Ce ne sarebbe più di uno, ma quello che ritengo il più rilevante è la mancanza di una seria, libera e concreta comunicazione pubblica. I mezzi di comunicazione sono quasi sempre riferibili a interessi economici. D’altronde, nel 2022, nella statistica mondiale della libertà di stampa, l’Italia figurava al 55° posto. Se mi consente di aggiungere un altro peccato capitale, questo è rappresentato dall’impunità dei reati dei colletti bianchi, dove non poche norme di legge, anziché rappresentare dei deterrenti, a volte, sembrano incentivarli. Questa è una grave percezione da parte dell’opinione pubblica, riscontrabile solo in paesi dove fa difetto la libertà. E’ un Paese, il nostro, che permette, attraverso il legiferato di un Parlamento, di farla franca, per via di una famigerata legge sulla prescrizione dei reati, e che non s’impegna a porre in essere tutti gli strumenti necessari per arrivare ad una giusta sentenza, in tempi ragionevolmente brevi. In tutto ciò intravedo una chiara complicità.

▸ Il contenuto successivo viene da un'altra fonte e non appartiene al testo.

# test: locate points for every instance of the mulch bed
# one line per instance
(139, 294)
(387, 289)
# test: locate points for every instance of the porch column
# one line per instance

D. Stefano Zamagni, nel suo “L’economia del bene comune”, ci propone una prospettiva comunitaria centrata sul ruolo dei beni comuni: sembra darci una ricetta che parte dall’istruzione, sia scolastica che universitaria, dalla sanità pubblica, dai beni culturali e dal nostro paesaggio……
P.M.
Sull’economia del bene comune sono stati scritti fiumi di parole. Prima di tutto bisogna intendersi cosa sia il bene comune. Se questo è rappresentato dai servizi pubblici essenziali, la ritengo la scoperta dell’acqua calda. Quale cittadino, quale politico non vorrebbe i servizi pubblici efficienti, adeguati ai reali bisogni del Paese? Il problema non è desiderarlo, ma porlo in atto. E’ qui che entrano in gioco le non poche dinamiche finanziarie che condizionano, per meri interessi riferibili ai detentori dei cordoni della finanza, che ostacolano, modificano a loro piacimento la realizzazione di progetti realmente utili. Senza andare troppo lontano, restando in casa nostra, entro quest’anno si prevede che il nostro debito pubblico supererà la soglia dei 3000 miliardi, una cifra stratosferica, di gran lunga più abnorme rispetto a tutta l’Europa. Questo dovrebbe far supporre che l’Italia goda dei servizi pubblici e di una socialità all’avanguardia. Invece, NO! E per farla breve le pongo io una domanda: a cosa sono serviti questi 3000 miliardi?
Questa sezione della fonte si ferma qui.